M. TOUCHARD.--Ça ne presse pas... Tu vas aller chez M. Bellemain, mon notaire, et tu lui diras que j'attends l'acte que je lui ai demandé.
JOSEPH.--Bien, monsieur... (A lui-même.) Voyons, n'oublions rien... M. Bellemain, rue Beaumarchais.... et la commission de madame, rue des Nonaindières, (il va pour sortir).
M. TOUCHARD, à part.--Une commission de ma femme!... (Le rappelant.) Joseph.
JOSEPH.--Monsieur.
M. TOUCHARD.--Ma femme t'a chargé d'une commission?
JOSEPH.--Une lettre que j'ai là... (Il montre la poche de sa veste.) Mais madame m'a bien recommandé...
M. TOUCHARD.--Quoi?
JOSEPH.--Ah! imbécile que je suis! elle m'avait recommandé le secret, surtout pour vous... (Touchard regarde Rondin; celui-ci hausse les épaules en riant.) Ne lui dites pas que je vous ai dit... C'est peut-être une surprise qu'elle vous ménage...
M. TOUCHARD, s'efforçant de sourire.--Une surprise!...
M. RONDIN, bas.--Quelque cadeau...
M. TOUCHARD.--Vous croyez?...
M. RONDIN.--N'allez-vous pas vous aviser d'être jaloux? (à Joseph.) Va, mon ami, va faire les commissions.
(Joseph va pour sortir.)
M. TOUCHARD à part.--Il faut que j'aie cette lettre... Une idée!... (Il fait tomber la boîte aux pains à cacheter qui était sur la table.) Maladroit que je suis... Hé!
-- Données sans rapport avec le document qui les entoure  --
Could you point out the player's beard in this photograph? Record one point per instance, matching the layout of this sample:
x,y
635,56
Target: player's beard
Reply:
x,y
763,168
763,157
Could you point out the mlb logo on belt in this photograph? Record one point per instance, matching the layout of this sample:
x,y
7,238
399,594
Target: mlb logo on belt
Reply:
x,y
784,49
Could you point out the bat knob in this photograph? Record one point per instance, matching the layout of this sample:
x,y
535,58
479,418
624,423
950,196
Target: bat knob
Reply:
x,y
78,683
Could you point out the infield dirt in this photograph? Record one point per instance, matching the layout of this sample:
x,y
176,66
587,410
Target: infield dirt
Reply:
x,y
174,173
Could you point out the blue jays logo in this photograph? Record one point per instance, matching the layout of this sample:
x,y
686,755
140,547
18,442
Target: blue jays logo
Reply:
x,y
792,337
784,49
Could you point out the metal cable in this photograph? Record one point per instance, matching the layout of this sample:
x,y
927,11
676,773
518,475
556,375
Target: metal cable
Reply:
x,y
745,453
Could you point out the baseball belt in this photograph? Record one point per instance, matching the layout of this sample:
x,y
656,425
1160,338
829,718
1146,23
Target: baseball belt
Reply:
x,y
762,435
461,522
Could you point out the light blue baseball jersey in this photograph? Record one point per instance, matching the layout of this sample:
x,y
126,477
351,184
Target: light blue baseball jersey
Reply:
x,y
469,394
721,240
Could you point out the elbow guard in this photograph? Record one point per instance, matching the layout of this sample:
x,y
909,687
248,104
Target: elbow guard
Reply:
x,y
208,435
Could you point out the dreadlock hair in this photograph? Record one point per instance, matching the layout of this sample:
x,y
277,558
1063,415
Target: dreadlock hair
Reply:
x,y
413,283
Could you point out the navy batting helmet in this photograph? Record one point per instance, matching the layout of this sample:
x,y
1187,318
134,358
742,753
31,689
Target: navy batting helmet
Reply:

Joseph!... Joseph!...
JOSEPH, revenant.--Monsieur.
M. TOUCHARD.--Ramasse ceci.
JOSEPH.--Allons! bon!... Tous les pains à cacheter répandus sur le tapis...
(Pendant qu'il s'accroupit pour les ramasser, M. Touchard s'empare de la lettre et la cache.)
M. TOUCHARD, à part.--Je la tiens!... (A Joseph.) C'est bon! en voilà assez... Cours vite chez M. Bellemain.
JOSEPH.--Oui, monsieur, (bas à Rondin.) Ne trouvez-vous pas qu'il n'est plus le même?
M. RONDIN, bas.--Non, non, tu te trompes... Va.
M. TOUCHARD, à part.--Qu'ont-ils à chuchoter tout bas?